Por Redação | em 13.02.2017 às 11h11

processadores Intel

As previsões da Intel para o mercado de PCs não são nada animadoras, com o negócio se tornando o menos rentável de todos nos próximos cinco anos. E é justamente por causa dessa derrocada que a companhia norte-americana está mudando seu foco para os datacenters.

Em uma apresentação realizada na última quinta-feira (9) para investidores, a companhia revelou que a previsão para 2021 é que o segmento de PCs arrecade apenas US$ 30 bilhões -- menos da metade do previsto para o setor de datacenters. A previsão para outras áreas também é bem mais animadora do que para os computadores, com as memórias voláteis arrecadando US$ 55 bilhões e a divisão de dispositivos móveis rendendo US$ 40 bilhões à empresa.

Naturalmente, os números desanimaram a empresa, que decidiu por mudar de estratégia. A partir de agora, por exemplo, as chamadas "fábricas premium" da Intel serão destinadas para a linha Xeon de processadores, voltados para datacenters em geral. Ou seja, a ordem agora é investir em algo que dê retorno ao invés de apostar num mercado saturado que há anos só decai.

Também não é para menos. Além das vendas de computadores pessoais só caírem, o preço de seus processadores não rende muita coisa para a Intel. Nos Estados Unidos eles são vendidos por, em média US$ 300, enquanto os processadores Xeon chegam a custa quase US$ 9 mil.
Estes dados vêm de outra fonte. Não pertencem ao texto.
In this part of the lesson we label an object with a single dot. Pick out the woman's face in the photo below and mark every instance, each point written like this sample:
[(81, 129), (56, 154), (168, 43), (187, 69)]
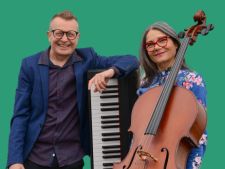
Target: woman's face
[(161, 49)]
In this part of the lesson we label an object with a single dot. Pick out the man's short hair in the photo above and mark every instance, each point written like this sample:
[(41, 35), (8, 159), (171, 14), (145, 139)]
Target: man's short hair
[(67, 15)]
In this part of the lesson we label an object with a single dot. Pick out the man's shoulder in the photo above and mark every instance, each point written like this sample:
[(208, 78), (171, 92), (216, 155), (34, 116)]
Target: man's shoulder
[(84, 52)]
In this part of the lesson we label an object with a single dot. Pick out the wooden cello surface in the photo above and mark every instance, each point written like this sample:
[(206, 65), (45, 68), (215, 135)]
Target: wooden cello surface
[(170, 147), (167, 121)]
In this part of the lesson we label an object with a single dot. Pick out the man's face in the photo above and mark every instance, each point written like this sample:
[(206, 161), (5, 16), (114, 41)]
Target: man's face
[(65, 45)]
Com o mercado de datacenters e a nuvem crescendo, é natural que a companhia veja o segmento corporativo como a saída perfeito para manter suas contas no azul.
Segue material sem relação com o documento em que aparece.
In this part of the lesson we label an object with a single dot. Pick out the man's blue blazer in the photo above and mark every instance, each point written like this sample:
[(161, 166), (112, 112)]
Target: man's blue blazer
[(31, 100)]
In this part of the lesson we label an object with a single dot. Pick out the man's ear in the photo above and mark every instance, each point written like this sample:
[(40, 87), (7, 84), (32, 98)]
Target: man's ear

E essa é uma estratégia já discutida abertamente pelo CEO Brian Krzanich. Na referida apresentação, ele abriu o jogo e disse que "todos os grupos dentro da Intel estão atentos a seus negócios, investimentos e estratégias, de maneira que tudo esteja voltado para tornar os datacenters uma prioridade". "E isso inclui sermos os primeiros a lançar uma tecnologia de processamento de próxima geração".

Intel Cannonlake

Ou seja, ao invés de os chips domésticos liderarem a evolução dos microprocessadores da Intel, a partir de agora é a linha Xeon quem ditará as regras. E isso inclui ser pioneira na litografia de 7 nm com os chips Cannonlake.
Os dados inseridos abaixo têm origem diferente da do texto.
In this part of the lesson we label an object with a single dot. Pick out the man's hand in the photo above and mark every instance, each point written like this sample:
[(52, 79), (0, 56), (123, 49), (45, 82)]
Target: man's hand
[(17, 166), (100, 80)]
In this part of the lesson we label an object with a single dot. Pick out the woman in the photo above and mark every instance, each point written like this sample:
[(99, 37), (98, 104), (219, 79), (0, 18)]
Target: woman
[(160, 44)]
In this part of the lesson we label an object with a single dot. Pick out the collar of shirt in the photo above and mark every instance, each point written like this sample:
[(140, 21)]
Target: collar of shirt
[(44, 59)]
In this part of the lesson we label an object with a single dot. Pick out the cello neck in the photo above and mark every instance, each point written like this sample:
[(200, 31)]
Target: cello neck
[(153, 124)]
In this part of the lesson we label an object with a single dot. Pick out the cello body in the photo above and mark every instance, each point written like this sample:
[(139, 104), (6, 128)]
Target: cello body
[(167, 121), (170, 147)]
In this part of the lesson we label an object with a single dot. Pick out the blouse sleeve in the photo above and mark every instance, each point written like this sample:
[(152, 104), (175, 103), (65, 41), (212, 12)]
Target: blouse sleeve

Sobre isso, Venketa Renduchintala, presidente do setor de Cliente e Internet das Coisas e do Grupo de Arquitetura de Sistemas da Intel, disse que a ideia e que os novos processadores apresentem um desempenho 15% superior que os Kaby Lake. Por fim, o executivo deixou bastante claro quais as prioridades da Intel para 2017 e revelou que o mercado consumidor agora tem concorrentes de peso como os mercados corporativo, de Internet das Coisas e de memórias.

Apesar do anúncio dos planos, a Intel não revelou um roadmap exato de desenvolvimento e lançamento dos novos processadores. Com os Kaby Lake praticamente chegando agora ao mercado, é de se esperar que ainda tenhamos que esperar um certo tempo até vermos algo concreto sobre isso vindo por aí.